Deals with the vast changes in Spanish social, political and cultural life that have taken place since the death of Franco (1975). Topics include the transition to democracy, new freedom from censorship, the re-emergence of strong movements for regional autonomy (the Basque region and Catalonia), the new cinema including Almodóvar and Saura, educational reforms instituted by the socialist government, the changes in the role of the Catholic church, the emergence of one of the world’s most progressive gender environment, and new forms of fiction.  Special emphasis on the mass media as a vehicle for expression in Spain. Materials include magazines, newspapers, films, television series, fiction, and essays.  Each student chooses a research project that focuses on an issue of personal interest. Taught in Spanish.

Studies in Fiction: Afrofuturism, Magical Realism, and Other Otherwise Worlds
MW
1:00-2:30p
56-167

Prereq: Two subjects in Literature
Units: 3-0-9 HASS-H, CI-M; Can be repeated for credit
Topics: Thinks about Gender or Sexuality, Thinks about Race or Class, Works with Visual Materials/Film/Media

Is this the only possible world? Or are there ones free of white supremacy, colonialism, capitalism, patriarchy, and ecological devastation? What might it mean not just to imagine other possibilities but to listen for the other worlds that already exist alongside our own?
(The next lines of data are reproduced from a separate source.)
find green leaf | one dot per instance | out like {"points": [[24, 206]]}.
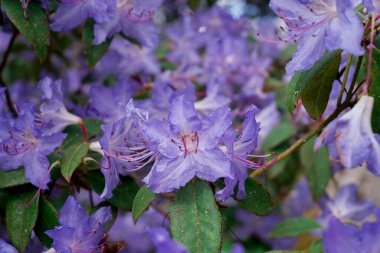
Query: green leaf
{"points": [[291, 94], [279, 134], [72, 158], [258, 200], [323, 73], [123, 194], [316, 247], [294, 227], [141, 202], [34, 28], [317, 167], [195, 220], [20, 220], [47, 219], [374, 90], [92, 52], [315, 95], [92, 127], [12, 178]]}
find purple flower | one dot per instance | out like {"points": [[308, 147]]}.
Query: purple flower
{"points": [[135, 235], [72, 13], [124, 52], [53, 112], [7, 248], [108, 104], [372, 5], [25, 145], [237, 248], [345, 206], [132, 17], [350, 138], [240, 150], [348, 238], [79, 232], [122, 148], [187, 147], [163, 242], [319, 26]]}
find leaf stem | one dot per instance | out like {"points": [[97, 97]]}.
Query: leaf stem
{"points": [[345, 78], [10, 104], [340, 108]]}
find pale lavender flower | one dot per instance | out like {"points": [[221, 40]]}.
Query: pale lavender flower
{"points": [[78, 232], [122, 148], [346, 206], [318, 26], [108, 103], [240, 150], [124, 52], [186, 147], [350, 138], [23, 144], [348, 238], [133, 19], [72, 13], [372, 5], [163, 243], [53, 113]]}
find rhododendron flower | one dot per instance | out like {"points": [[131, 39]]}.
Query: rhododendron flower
{"points": [[240, 150], [187, 147], [79, 232], [348, 238], [318, 26], [133, 18], [163, 242], [72, 13], [23, 144], [53, 113], [346, 206], [350, 138]]}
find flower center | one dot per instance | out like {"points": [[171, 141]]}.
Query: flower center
{"points": [[190, 143]]}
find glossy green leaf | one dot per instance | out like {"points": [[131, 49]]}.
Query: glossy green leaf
{"points": [[195, 220], [374, 90], [258, 199], [12, 178], [20, 220], [317, 167], [316, 94], [294, 227], [47, 219], [316, 247], [92, 52], [72, 158], [323, 73], [34, 28], [282, 132], [124, 193], [141, 202]]}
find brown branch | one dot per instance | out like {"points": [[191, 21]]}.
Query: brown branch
{"points": [[10, 104]]}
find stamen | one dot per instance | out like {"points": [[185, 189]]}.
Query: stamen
{"points": [[56, 163]]}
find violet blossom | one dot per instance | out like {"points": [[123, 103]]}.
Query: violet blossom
{"points": [[318, 26], [72, 13], [78, 232], [350, 138], [186, 147], [24, 144]]}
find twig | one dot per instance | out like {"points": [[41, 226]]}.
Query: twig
{"points": [[2, 83], [347, 70]]}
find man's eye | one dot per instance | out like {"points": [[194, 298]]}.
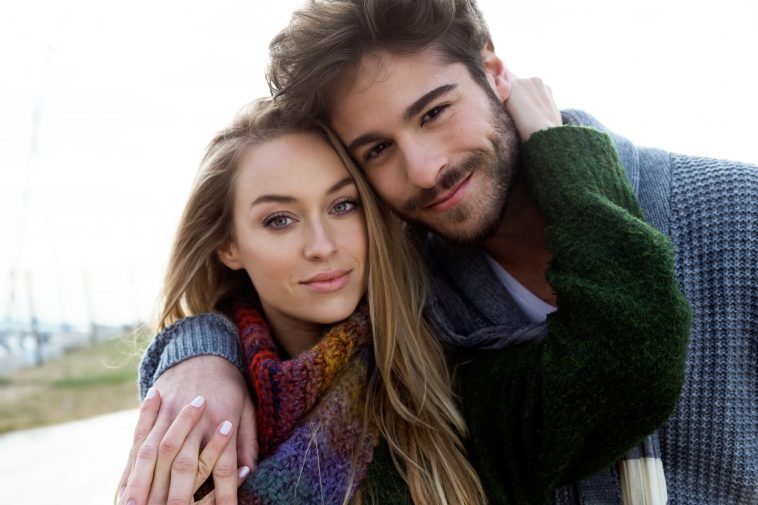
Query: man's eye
{"points": [[377, 150], [433, 113], [277, 222]]}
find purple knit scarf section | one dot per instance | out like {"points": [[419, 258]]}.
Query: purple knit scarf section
{"points": [[318, 453]]}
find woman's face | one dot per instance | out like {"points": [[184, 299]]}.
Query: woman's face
{"points": [[299, 232]]}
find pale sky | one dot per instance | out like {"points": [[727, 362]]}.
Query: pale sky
{"points": [[126, 95]]}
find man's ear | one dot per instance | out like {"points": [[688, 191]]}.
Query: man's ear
{"points": [[497, 75], [229, 255]]}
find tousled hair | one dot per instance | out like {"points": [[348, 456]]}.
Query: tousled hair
{"points": [[327, 38], [409, 398]]}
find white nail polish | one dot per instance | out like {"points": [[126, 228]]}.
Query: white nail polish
{"points": [[226, 428]]}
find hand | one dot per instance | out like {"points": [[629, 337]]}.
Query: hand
{"points": [[152, 476], [531, 106], [173, 440]]}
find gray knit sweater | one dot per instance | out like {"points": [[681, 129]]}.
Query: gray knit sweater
{"points": [[709, 208]]}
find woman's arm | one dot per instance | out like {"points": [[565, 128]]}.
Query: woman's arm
{"points": [[612, 366]]}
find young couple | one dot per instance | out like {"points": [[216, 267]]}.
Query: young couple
{"points": [[367, 385]]}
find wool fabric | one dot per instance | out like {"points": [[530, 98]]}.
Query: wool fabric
{"points": [[309, 411]]}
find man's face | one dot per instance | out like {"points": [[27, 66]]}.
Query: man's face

In this course, we will examine how Afrofuturism, magical realism, and other forms of the fantastic in North and Latin America not only envision alternatives to the current order but also identify existing ways of being otherwise in the world. In addition to analyzing texts and films, we will incorporate theoretical insights from black studies, latinx studies, queer studies, and feminism into our discussions. Some of the authors we will read include Octavia Butler, N.K. Jemisin, Samuel Delany, Gabriel García Márquez, José María Arguedas, and Alejo Carpentier; films we will watch include Candyman, Space is the Place, The Devil’s Knot, and Embrace of the Serpent; and pop culture narratives we will study include Beyoncé’s Black is King, Janelle Monáe’s Dirty Computer, Barry Jenkins’ The Underground Railroad, Disney’s Encanto and Ta-Nehisi Coates’ The Intergalactic Empire of Wakanda.

Studies in Drama: Ancient and Medieval Shakespeares--Now!
TR
3:30-5:00p
4-253

Prereq: Two subjects in Literature
Units: 3-0-9 HASS-H, CI-M; Can be repeated for credit
Topics: Improves Close Reading, Improves Oral Communication, Includes Hands-on Projects or Making, Is Writing-Intensive, Thinks about Race or Class, Works with Visual Materials/Film/Media

From ancient Troy, Greece, Rome, and Egypt to medieval England and France, the heroes, lovers, and villains of Shakespeare’s historical plays range widely across Europe and the Mediterranean—while speaking to the politics and passions of his present. We will work backwards and forwards in time from those stories, putting them in dialogue with the perspectives of modern media artists and literary and historical scholars alike, to map the playwright’s imaginative journeys as well as our own. From Troilus and Cressida to Antony and Cleopatra, Julius Caesar to Richard II, we will compare historical upheavals and their dramatic representation, uncovering the societal and theatrical contexts that still compel artists across the globe to stage, rewrite and film them. As well as learning about different disciplinary and theoretical approaches to them, we will analyze drama as performance—a distinctive art form within an ever-changing media landscape.  We will also celebrate the wit and outrageousness of plays such as Henry V, Pericles, and Titus Andronicus, learning from seminar participants as well as guest experts about adaptations and spinoffs, heroic myths and tragic destruction—so students in Theater Arts, Ancient and Medieval Studies, CMS/W, History and, of course, Literature will all be welcome!